I can easily create a pdf with Affinity Designer with a line width 0.01 pt.
And as far as i remember also Adobe Illustrator can do it - no longer use it.
Your testfile on a Mac - Export Rhino Pdf - all curves get 0.7 pt width.
(same what I experienced with my initial file - everything below 0.24 mm / 0.7 pt is rounded up)

LinewidthPDFTest_RhinoPDF_MAC.pdf (20.0 KB)

and thank you for both of you @JimCarruthers
thanks for pointing out the accuracy issue - i am aware of it and totally agree on your concerns regarding it.
But as i teach on 3 different schools - and use another machine in a public fablab, and all the sales-man of Epilog and Trotec tell that a machine is the same as printing … i gave up fighting for a better interface on both sides - the service side and the system administrators on side of the schools.

to be precise, exporting a dxf / and or convert to polyline / arcs is a simple way.

the older / and some latest machines do not interpolate / jerk (german: überschleifen) nicely with polylines - or in general.
for example the controller of trotec SP 500 does not do a nice job regarding this.
Sending HPGL via Serial seams to give best results.

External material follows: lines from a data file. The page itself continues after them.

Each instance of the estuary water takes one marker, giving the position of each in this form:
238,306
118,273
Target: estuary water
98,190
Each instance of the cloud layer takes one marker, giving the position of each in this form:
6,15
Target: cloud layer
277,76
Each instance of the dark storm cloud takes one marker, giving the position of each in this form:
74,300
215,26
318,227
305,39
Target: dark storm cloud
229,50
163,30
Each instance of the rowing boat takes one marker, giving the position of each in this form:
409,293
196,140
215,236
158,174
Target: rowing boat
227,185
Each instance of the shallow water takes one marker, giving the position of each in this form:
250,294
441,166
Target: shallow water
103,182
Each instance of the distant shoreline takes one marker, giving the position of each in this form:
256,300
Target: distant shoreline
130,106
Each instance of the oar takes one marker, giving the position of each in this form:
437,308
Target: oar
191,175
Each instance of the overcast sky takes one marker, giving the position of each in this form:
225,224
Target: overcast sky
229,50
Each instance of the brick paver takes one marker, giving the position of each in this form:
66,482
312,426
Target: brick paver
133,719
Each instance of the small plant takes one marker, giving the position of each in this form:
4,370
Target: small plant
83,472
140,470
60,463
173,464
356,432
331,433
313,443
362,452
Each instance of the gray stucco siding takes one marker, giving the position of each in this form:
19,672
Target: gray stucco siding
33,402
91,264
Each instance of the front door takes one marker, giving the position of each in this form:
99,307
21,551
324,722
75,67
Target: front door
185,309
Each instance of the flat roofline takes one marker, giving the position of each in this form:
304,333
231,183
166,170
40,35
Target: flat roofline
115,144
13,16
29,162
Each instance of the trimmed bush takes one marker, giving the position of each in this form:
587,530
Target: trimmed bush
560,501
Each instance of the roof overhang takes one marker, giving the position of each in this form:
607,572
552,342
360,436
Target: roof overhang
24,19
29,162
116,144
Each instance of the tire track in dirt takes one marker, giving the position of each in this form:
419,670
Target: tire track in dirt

But then you don t want to stand in-front of the machine with 20 students ;-( and explain the different workflows.

but back to the main topic.
looks like @pascal rhino pdf does not handle small line widths correct.
a bug (?)

kind regrads -tom

OK, so the problem is not with the PDF format… some work for McNeel then… :wink:

Well, for many years we ran our Epilogs exclusively out of Rhino with the Epilog printer driver - no intermediate PDF involved. It works very well. I have a colleague that has a Trotec and they do the same - it is possible that they have to go through Trotec’s intermediate Job Manager to send it to the laser instead of directly as we did with the Epilogs.

We used Rhino as the importing software and specified that the students had to bring in DXF’s as a standard format for their laser work. The DXF’s came from anything from AutoCAD to Vectorworks to ArchiCAD to Rhino.

Yes, in this case it doesn’t matter much, you are not doing precision machining and the accuracy of the PDF is probably much better than the actual laser-cut part can be.

can anybody of the mc neel team have a look at this please ?
@dan or @pascal
would be nice to export a pdf with exact linewidth instead of open it again in indesign or similar to get it right.
thanks.

Thanks, I’ll have a look.

-Pascal

@Tom_P - have you messed with the line scaling in the print dialog?

-Pascal

sorry, no - i ve checked it. and just checked again.


pdf_lineweight_test.pdf (21.9 KB)

the scale by would not result in a “ignore below” i think… ?
maybe some rounding / text to doulbe conversion issue ?

do you manage to get very thin lineweight on a mac ?

Hi Tom - it is actually not that easy to tell what AI thinks but Rhino sees the line print width here as .08

Untitled.pdf (1.4 KB)

From mac…

-Pascal

Dear Pascal - many thanks - did you try the file i provided at the inital post ?

even if i stay within the rhino-world
before exporting the pdf:

reopen the exported pdf in rhino

this is the same that i get in affinity designer and illustrator ;-(

kind regards -tom

Hi Tom - I was just trying to find out if my file reads in with skinny lines - if so, we can figure out what I did differently.